Не успел Митя дойти до этих слов, как случилось то, чего ждала Саша. Катя заплакала и закричала:
— Зачем ты читаешь такую книжку? Такую злую книжку?
— Если ты будешь вопить, я больше не стану читать, — сердито говорит Митя.
— А я и не хочу слушать про таких ведьм!
— Тогда убирайся! — подает голос Анисья Матвеевна.
— Я не хочу убираться.
— Тогда слушай.
И Митя беспощадно продолжал, а Катя слушала, мучаясь и страдая, как Русалочка выпила огненный напиток и упала замертво. Как потом с каждым ее шагом ей чудилось, будто она наступает на иглы или острые ножи. С трудом, под Катины вопли, Митя перевалил через женитьбу принца и добрался наконец до воздушных созданий, которые обещали Русалочке бессмертную душу.
— "У дочерей воздуха тоже нет бессмертной души, но они сами могут заслужить ее себе добрыми делами, — читал он. — Триста лет мы посильно делаем добро, а потом получаем в награду бессмертную душу…"
— Триста лет очень долго, — плача, говорит Катя.
— Твое пожелание учтено, слушай… "Может быть, и раньше! — прошептала одна из дочерей воздуха. — Невидимыми влетаем мы в жилища людей, где есть дети…", слушай, Катерина! — "…и если находим там доброе, послушное дитя, которое радует своих родителей и достойно их любви, то улыбаемся, — и срок нашего испытания сокращается… — из нашего трехсотлетнего срока вычитается год. Если же мы встречаем злого, непослушного ребенка, мы горько плачем, — и каждая слеза прибавляет лишний день к долгому сроку нашего испытания".
— Брехня! — сказал Женя.
— Ну вас всех в болото! — с сердцем сказал Митя. — Вам читать — это просто каторжный труд, какая-то казнь египетская. Вместо того чтобы слушать и наслаждаться…
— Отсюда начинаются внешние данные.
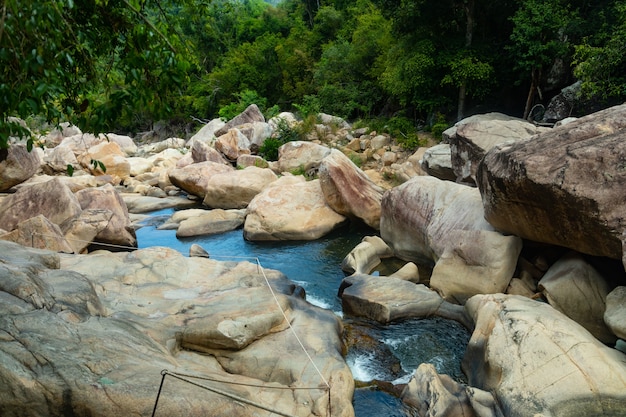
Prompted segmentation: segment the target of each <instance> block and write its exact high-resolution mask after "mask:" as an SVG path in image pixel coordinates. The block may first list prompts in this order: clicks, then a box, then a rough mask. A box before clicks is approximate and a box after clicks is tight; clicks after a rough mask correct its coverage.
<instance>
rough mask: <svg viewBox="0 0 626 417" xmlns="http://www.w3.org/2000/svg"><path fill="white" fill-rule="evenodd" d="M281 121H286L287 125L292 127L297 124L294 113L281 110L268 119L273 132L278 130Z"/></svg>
mask: <svg viewBox="0 0 626 417" xmlns="http://www.w3.org/2000/svg"><path fill="white" fill-rule="evenodd" d="M283 122H284V123H286V124H287V126H289V127H294V126H295V125H296V124H298V118H297V117H296V115H295V114H293V113H291V112H281V113H279V114H278V115H276V116H274V117H272V118H271V119H270V120H269V121H268V123H269V125H270V126H271V127H272V129H273V130H274V132H277V131H279V130H280V129H279V127H280V124H281V123H283Z"/></svg>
— Митя, — неожиданно перебивает Анюта, — "Ганс" — это немецкое имя?
— Немецкое.
— А как же тогда Ганс Христиан Андерсен? — испуганно спрашивает она.
— Слушай, Анюта, опять ты развиваешь свою порочную идею. Сколько раз я тебе объяснял, что немец и фашист это не одно и то же.
— Андерсен — датчанин. Есть такая очень хорошая маленькая страна — Дания, — отзывается Саша, понимая, что отдать Ганса Христиана немцам Анюта не может.
— Эх, — говорит Анисья Матвеевна, собирая со стола грязную посуду, — ни один мужик того не стоит, чтоб из-за него отца и мать забыть, и голосу лишиться, и ходить как по раскаленным углям, да еще триста лет без толку по свету мотаться!
— Неожиданный какой вывод! — говорит Митя. — Не того добивался Ганс Христиан Андерсен, когда писал свою бессмертную сказку. Почему ты смеешься, Саша? Вы все реалисты, и я больше вам сказок читать не буду, у вас нет воображенья.
— У меня есть воображенье! — говорит Катя, которая не терпит, чтоб у нее не было чего-то, что есть у других.